The company also established performance benchmarks on two new tests added this round: Llama 3.1 8B and FLUX.1. For the compact Llama 3.1 8B model, NVIDIA set the standard with a 5.2-minute training time using up to 512 Blackwell Ultra GPUs. On the FLUX.1 image generation benchmark, which replaced Stable Diffusion v2, NVIDIA achieved a record training time of 12.5 minutes using 1,152 Blackwell GPUs.

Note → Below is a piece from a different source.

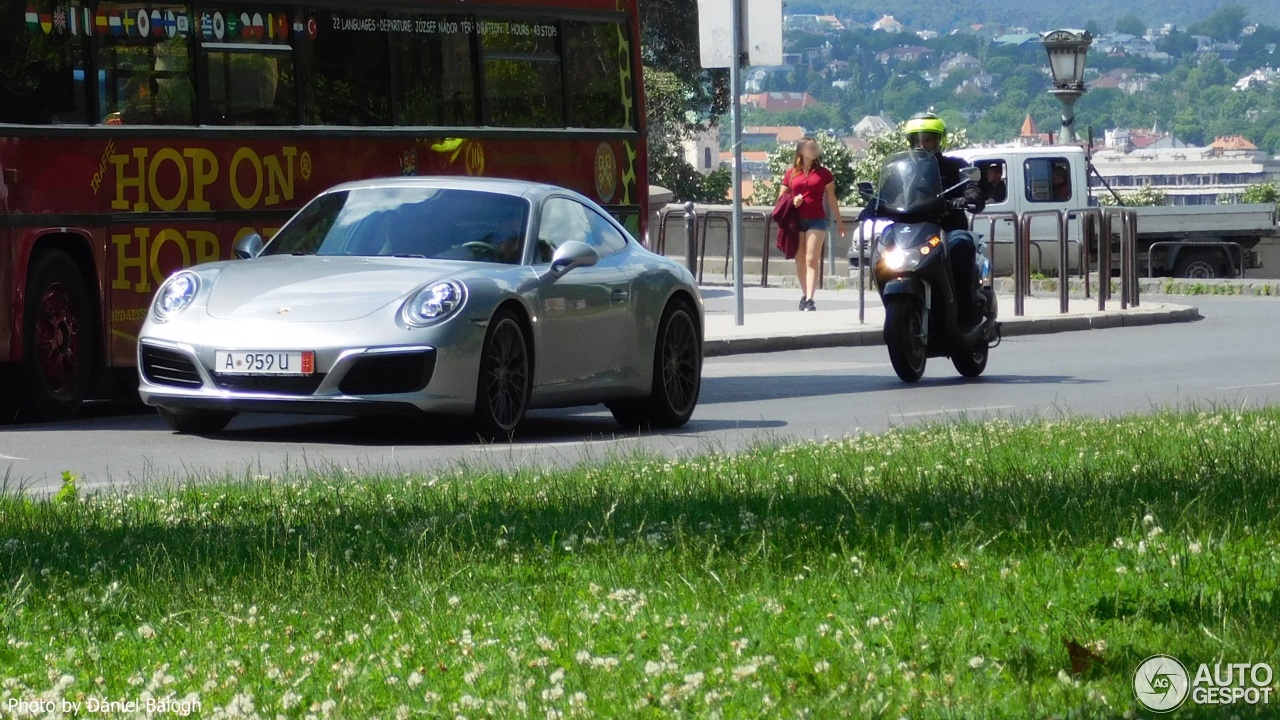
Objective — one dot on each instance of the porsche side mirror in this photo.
(248, 246)
(574, 254)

NVIDIA's Quantum-X800 InfiniBand platform, the industry's first end-to-end 800 Gb/s scale-up networking solution, also made its MLPerf debut, doubling scale-out networking bandwidth compared to the previous generation. The extensive ecosystem participation included submissions from 15 organizations including Dell Technologies, Hewlett Packard Enterprise, Lenovo, and Supermicro, demonstrating broad industry adoption of NVIDIA's AI platform.

These benchmark results underscore NVIDIA's accelerating innovation cycle, with the company driving significant performance improvements across pretraining, post-training, and inference workloads. The achievements position NVIDIA at the forefront of enabling new levels of AI intelligence and accelerating widespread AI adoption across industries.